Polycyclic aromatic hydrocarbons (PAHs) exist in the atmosphere mainly as particles, and are soluble in benzene, toluene, and xylene, but insoluble in water. California has determined under Proposition 65 that some of the PAHs including benzo[a]pyrene are cancer-causing compounds. Chronic exposure to benzo[a]pyrene in humans has resulted in dermatitis, photosensitization in sunlight, eye irritation, and cataracts. The ARB has take regulatory actions to reduce benzo[a]pyrene emissions.

Benzo[a]pyrene is mainly produced by the incomplete combustion of fossil fuels and vegetable matter. The primary industrial sources that have reported emissions of benzo[a]pyrene in California are petroleum refineries, industrial machinery manufacturers, and the wholesale trade in petroleum and petroleum products. Indoor sources of benzo[a]pyrene include tobacco smoking, wood-burning in fireplaces and wood stoves. Benzo[a]pyrene occurs naturally in crude oils, shale oils, and coal tars. It is also emitted with gases and fly ash from active volcanoes.

The select polycyclic aromatic hydrocarbons monitored in the California air toxics network include:

Benzo[a]pyrene; Benzo[b]fluoranthene; Benzo[g,h,i]perylene; Benzo[k]fluoranthene; Dibenz[a,h]anthracene; Indeno[1,2,3-c,d]pyrene.

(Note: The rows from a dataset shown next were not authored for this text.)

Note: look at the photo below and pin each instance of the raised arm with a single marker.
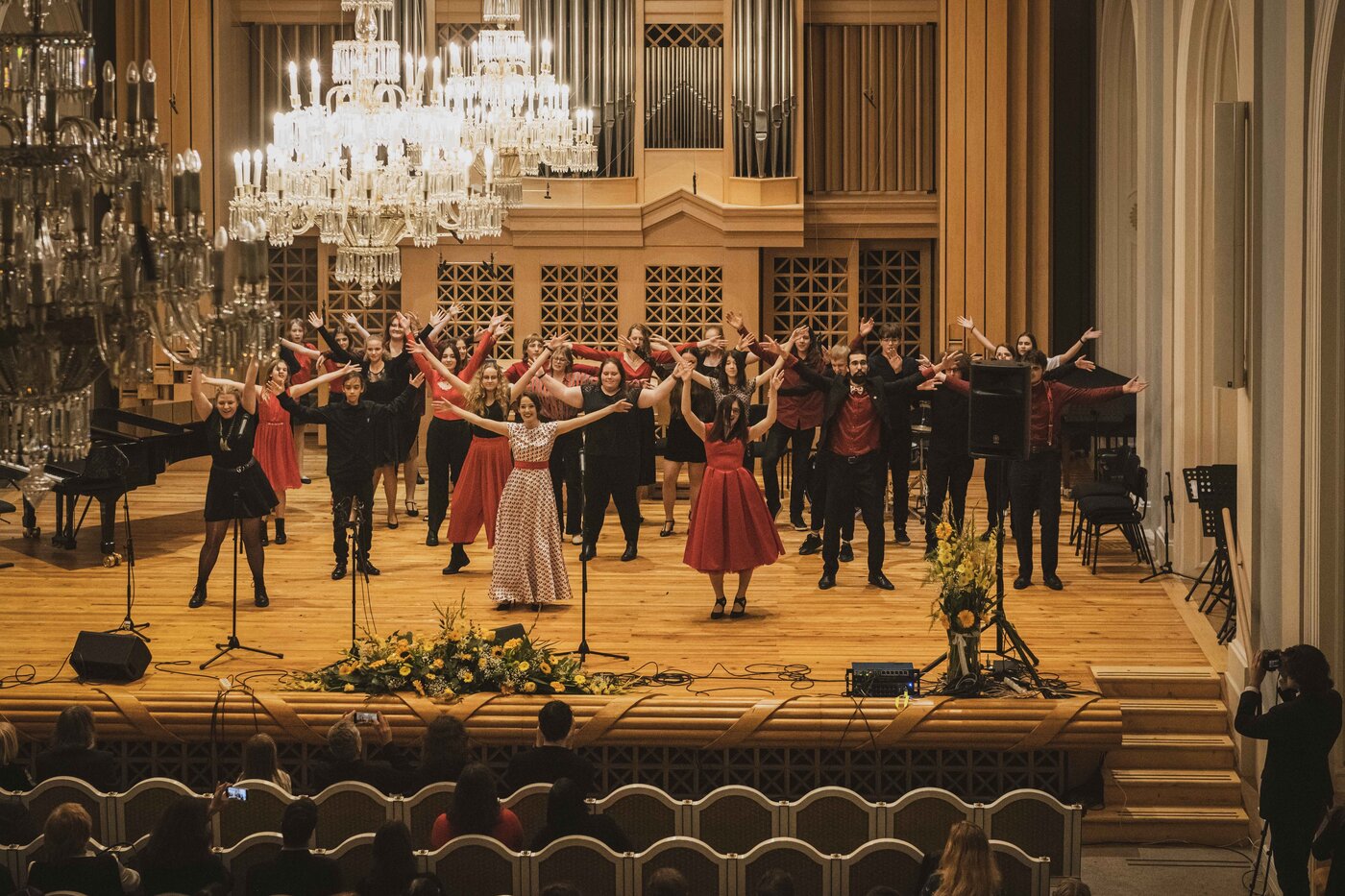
(697, 425)
(305, 388)
(967, 323)
(764, 426)
(198, 395)
(575, 423)
(249, 397)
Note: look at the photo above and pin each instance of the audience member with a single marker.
(444, 754)
(1071, 886)
(393, 868)
(296, 871)
(967, 866)
(346, 759)
(12, 774)
(69, 864)
(568, 812)
(261, 762)
(73, 752)
(551, 759)
(666, 882)
(178, 856)
(477, 811)
(775, 883)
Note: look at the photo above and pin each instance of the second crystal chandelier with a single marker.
(400, 150)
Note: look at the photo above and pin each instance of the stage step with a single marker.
(1201, 787)
(1149, 750)
(1159, 682)
(1166, 715)
(1213, 826)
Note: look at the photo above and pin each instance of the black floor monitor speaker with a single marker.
(999, 409)
(110, 658)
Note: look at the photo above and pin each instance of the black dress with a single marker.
(237, 485)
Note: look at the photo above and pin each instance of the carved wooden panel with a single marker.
(483, 291)
(892, 289)
(810, 289)
(581, 302)
(679, 301)
(683, 86)
(870, 97)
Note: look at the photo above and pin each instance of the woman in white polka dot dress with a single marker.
(528, 564)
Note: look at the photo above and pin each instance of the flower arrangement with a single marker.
(460, 658)
(964, 567)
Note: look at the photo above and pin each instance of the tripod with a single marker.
(584, 651)
(130, 624)
(1169, 517)
(232, 643)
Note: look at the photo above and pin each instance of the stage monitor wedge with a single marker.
(999, 409)
(110, 658)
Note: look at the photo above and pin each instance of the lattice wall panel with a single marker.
(483, 291)
(293, 280)
(679, 301)
(580, 301)
(891, 291)
(342, 298)
(810, 289)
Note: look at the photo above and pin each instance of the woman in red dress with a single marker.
(732, 530)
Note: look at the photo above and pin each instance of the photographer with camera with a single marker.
(1295, 782)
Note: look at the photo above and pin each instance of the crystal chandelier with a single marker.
(397, 150)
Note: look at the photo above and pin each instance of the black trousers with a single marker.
(854, 482)
(1035, 487)
(611, 476)
(818, 496)
(568, 476)
(1290, 844)
(799, 444)
(948, 476)
(446, 449)
(345, 489)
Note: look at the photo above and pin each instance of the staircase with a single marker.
(1174, 777)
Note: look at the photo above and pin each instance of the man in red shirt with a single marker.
(1035, 483)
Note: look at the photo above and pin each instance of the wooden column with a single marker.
(994, 235)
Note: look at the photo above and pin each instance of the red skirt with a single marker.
(477, 496)
(730, 530)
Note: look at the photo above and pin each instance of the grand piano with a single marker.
(127, 451)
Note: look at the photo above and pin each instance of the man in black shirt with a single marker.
(295, 871)
(350, 469)
(551, 759)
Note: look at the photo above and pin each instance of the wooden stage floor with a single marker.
(652, 608)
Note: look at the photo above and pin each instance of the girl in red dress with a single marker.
(732, 530)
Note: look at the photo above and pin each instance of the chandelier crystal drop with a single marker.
(399, 148)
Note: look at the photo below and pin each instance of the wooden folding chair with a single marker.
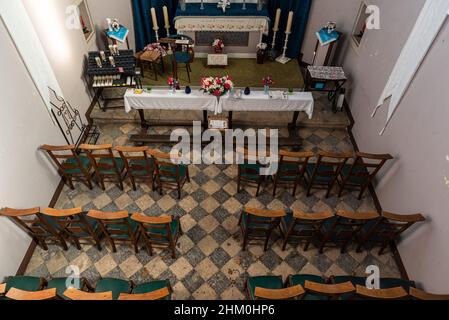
(139, 166)
(328, 291)
(259, 224)
(303, 227)
(292, 167)
(117, 227)
(362, 172)
(345, 228)
(169, 174)
(70, 165)
(21, 295)
(324, 174)
(389, 228)
(397, 293)
(159, 231)
(78, 295)
(107, 166)
(249, 170)
(37, 228)
(425, 296)
(75, 225)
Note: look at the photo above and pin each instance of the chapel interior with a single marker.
(224, 150)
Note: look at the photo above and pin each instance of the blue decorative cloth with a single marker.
(211, 10)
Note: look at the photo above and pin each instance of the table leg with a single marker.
(143, 122)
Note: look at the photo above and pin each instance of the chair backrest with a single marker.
(17, 294)
(102, 158)
(113, 224)
(30, 220)
(150, 296)
(425, 296)
(329, 165)
(75, 294)
(258, 220)
(154, 227)
(366, 166)
(309, 221)
(136, 160)
(61, 156)
(382, 294)
(72, 221)
(164, 165)
(279, 294)
(290, 161)
(329, 290)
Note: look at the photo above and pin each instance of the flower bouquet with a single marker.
(218, 45)
(267, 83)
(217, 86)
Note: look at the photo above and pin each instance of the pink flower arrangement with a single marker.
(217, 86)
(268, 81)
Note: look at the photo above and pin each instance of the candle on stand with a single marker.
(154, 18)
(277, 20)
(289, 22)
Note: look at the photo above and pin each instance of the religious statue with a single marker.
(224, 4)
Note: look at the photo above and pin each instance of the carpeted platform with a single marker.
(245, 73)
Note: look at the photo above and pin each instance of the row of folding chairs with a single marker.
(33, 288)
(348, 171)
(312, 287)
(95, 227)
(134, 163)
(325, 228)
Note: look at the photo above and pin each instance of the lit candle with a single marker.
(276, 22)
(154, 17)
(289, 22)
(166, 18)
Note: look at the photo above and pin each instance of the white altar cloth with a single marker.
(167, 100)
(258, 101)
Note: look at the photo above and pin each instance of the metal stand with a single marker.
(283, 58)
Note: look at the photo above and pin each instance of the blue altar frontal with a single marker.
(211, 10)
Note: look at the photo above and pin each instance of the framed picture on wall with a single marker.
(85, 19)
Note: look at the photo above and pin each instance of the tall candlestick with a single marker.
(278, 19)
(154, 18)
(289, 22)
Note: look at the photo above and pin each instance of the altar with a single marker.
(241, 30)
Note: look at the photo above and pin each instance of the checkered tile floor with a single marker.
(210, 262)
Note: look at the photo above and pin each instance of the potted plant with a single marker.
(218, 45)
(261, 52)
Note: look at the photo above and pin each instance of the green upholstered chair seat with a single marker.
(174, 228)
(266, 225)
(134, 225)
(247, 171)
(24, 283)
(138, 167)
(151, 287)
(116, 286)
(266, 282)
(108, 162)
(61, 285)
(300, 279)
(172, 170)
(361, 180)
(85, 162)
(310, 169)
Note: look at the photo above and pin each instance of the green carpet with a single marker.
(244, 72)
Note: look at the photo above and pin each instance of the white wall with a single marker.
(26, 180)
(416, 137)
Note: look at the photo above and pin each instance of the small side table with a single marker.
(217, 59)
(326, 79)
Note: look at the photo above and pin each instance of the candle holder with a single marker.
(283, 58)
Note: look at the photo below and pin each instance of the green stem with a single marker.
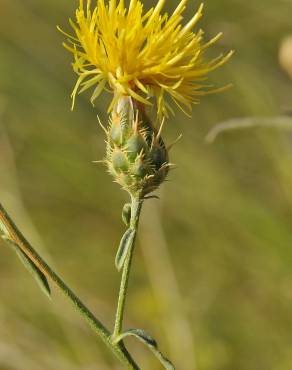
(9, 231)
(136, 207)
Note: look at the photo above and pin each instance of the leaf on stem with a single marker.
(126, 214)
(150, 343)
(125, 244)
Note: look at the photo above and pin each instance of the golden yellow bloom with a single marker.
(142, 55)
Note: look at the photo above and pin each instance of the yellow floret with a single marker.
(142, 55)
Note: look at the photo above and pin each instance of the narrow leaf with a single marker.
(150, 343)
(32, 268)
(126, 214)
(125, 244)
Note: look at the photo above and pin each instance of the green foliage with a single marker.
(225, 211)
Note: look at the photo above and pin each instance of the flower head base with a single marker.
(142, 55)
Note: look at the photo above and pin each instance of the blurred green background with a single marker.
(212, 279)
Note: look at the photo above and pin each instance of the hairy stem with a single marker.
(8, 230)
(136, 207)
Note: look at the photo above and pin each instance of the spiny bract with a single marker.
(136, 155)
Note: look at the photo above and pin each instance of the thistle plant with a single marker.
(143, 59)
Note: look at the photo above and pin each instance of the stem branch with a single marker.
(136, 207)
(9, 231)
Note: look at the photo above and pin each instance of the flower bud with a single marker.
(136, 155)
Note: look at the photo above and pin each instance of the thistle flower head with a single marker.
(141, 54)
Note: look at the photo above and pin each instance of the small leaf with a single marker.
(32, 268)
(126, 214)
(150, 343)
(125, 244)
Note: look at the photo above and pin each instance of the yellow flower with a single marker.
(142, 55)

Ambient Monitoring Results

Ambient levels of select polycyclic aromatic hydrocarbons are routinely monitored at approximately twenty sites in the California air toxics monitoring network. The statewide average concentration of the selected polycyclic aromatic hydrocarbons during 1998-2001 was 1.21 ng/m3. Relative to the statewide average, the Fresno region within the California air toxics network was 134% higher for the same time period, averaging 2.82 ng/m3. The method used by the air toxics monitoring network is filter based and only includes a select subset of the PAHs, where the method used at Fremont School is based on continuous hourly average measurements of all the PAHs using a different monitoring instrument. Therefore, there are no statewide or regional comparisons for the aggregate PAHs.

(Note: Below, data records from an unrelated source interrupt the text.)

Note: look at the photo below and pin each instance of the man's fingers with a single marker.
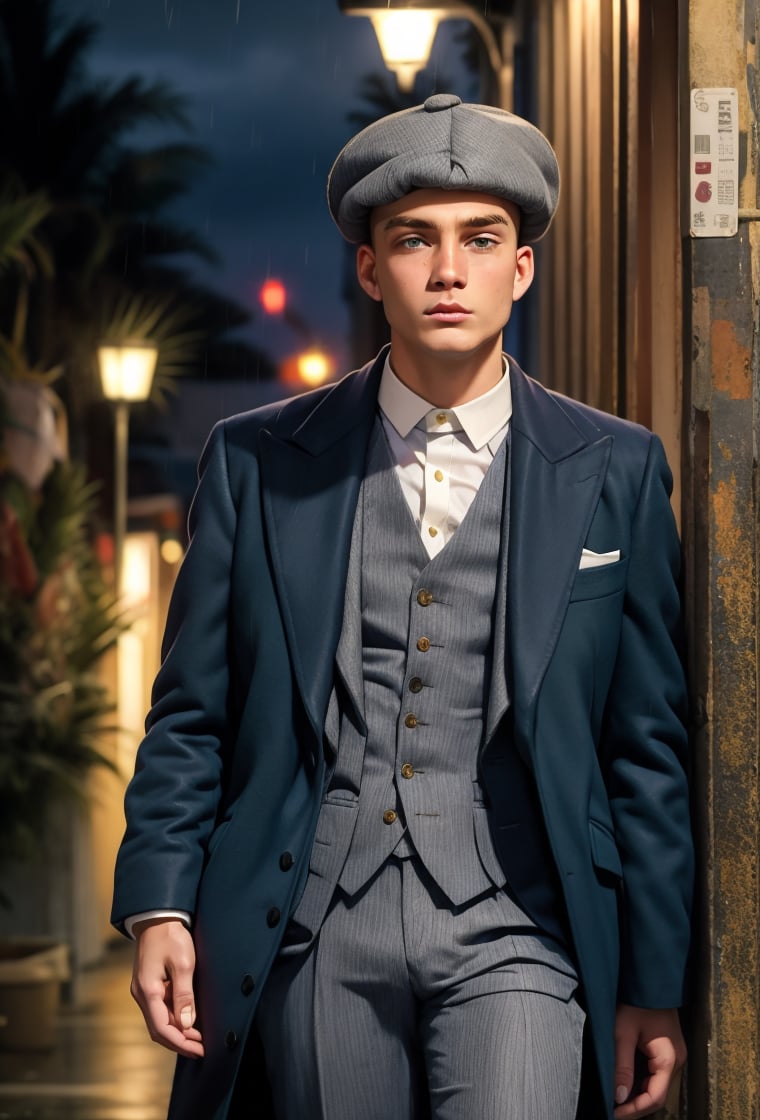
(166, 1033)
(625, 1056)
(162, 986)
(658, 1038)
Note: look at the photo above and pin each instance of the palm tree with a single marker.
(66, 134)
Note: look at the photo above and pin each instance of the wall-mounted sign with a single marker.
(714, 164)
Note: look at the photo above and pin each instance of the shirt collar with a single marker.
(480, 419)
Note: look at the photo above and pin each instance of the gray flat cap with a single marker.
(451, 146)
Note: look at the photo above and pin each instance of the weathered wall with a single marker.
(721, 534)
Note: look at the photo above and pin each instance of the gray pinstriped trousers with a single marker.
(405, 1007)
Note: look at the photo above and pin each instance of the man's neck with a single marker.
(447, 380)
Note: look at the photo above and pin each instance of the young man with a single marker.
(411, 818)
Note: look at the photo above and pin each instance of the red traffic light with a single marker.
(273, 297)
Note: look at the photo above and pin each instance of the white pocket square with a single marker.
(590, 559)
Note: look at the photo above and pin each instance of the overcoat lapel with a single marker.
(556, 474)
(310, 481)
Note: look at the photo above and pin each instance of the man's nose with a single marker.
(449, 267)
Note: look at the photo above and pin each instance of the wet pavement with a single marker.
(103, 1066)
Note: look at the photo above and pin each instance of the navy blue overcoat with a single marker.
(224, 801)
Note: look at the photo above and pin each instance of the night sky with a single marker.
(269, 86)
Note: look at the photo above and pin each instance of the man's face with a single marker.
(447, 267)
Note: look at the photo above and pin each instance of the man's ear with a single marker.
(524, 271)
(366, 270)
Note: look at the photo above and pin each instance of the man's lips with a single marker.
(448, 313)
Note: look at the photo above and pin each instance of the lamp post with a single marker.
(406, 28)
(127, 374)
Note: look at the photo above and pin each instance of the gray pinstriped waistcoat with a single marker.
(413, 666)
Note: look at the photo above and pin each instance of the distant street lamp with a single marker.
(127, 375)
(406, 28)
(310, 369)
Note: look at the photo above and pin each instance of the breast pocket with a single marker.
(597, 582)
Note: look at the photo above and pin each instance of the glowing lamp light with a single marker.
(313, 367)
(171, 550)
(127, 371)
(405, 39)
(273, 297)
(309, 369)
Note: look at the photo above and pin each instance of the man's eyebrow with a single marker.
(407, 223)
(478, 222)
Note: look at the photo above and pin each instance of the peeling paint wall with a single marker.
(721, 537)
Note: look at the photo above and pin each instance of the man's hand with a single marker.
(656, 1035)
(162, 985)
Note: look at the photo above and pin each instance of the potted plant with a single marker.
(57, 618)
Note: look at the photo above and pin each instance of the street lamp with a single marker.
(406, 28)
(127, 374)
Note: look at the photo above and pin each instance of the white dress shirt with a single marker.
(442, 456)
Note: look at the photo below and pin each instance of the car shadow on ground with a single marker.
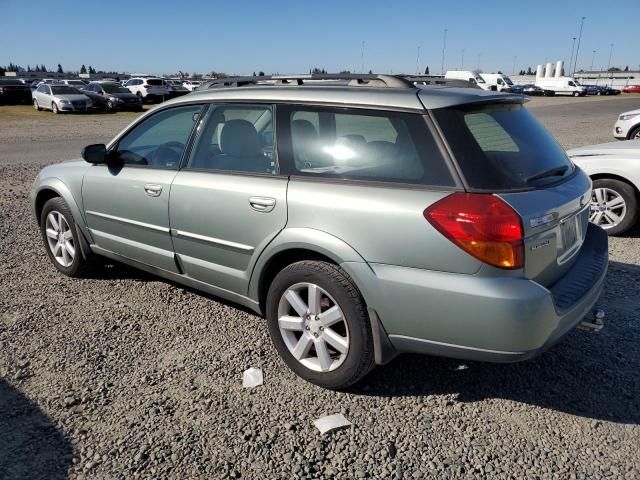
(593, 375)
(31, 445)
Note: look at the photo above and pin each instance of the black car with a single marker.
(14, 91)
(112, 96)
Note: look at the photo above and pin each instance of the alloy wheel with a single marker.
(313, 327)
(608, 208)
(60, 238)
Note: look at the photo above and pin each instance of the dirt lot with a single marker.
(126, 376)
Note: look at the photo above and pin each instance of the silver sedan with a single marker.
(60, 98)
(615, 171)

The ambient monitoring results at Fremont School are provided here:

  • A graph comparing the monthly summaries of polycyclic aromatic hydrocarbons (there are no comparisons available for statewide and regional aggregate PAHs)
  • A table of summary statistics
  • Raw data in Excel format

Cancer Risk

Cancer risk estimates represent the chance of excess cancer cases among a million people if the people breathe the average levels of a toxic air pollutant over 70 years. At this time, the percentage cancer risk at Fremont School attributable to the aggregate of polycyclic aromatic hydrocarbons has not been determined.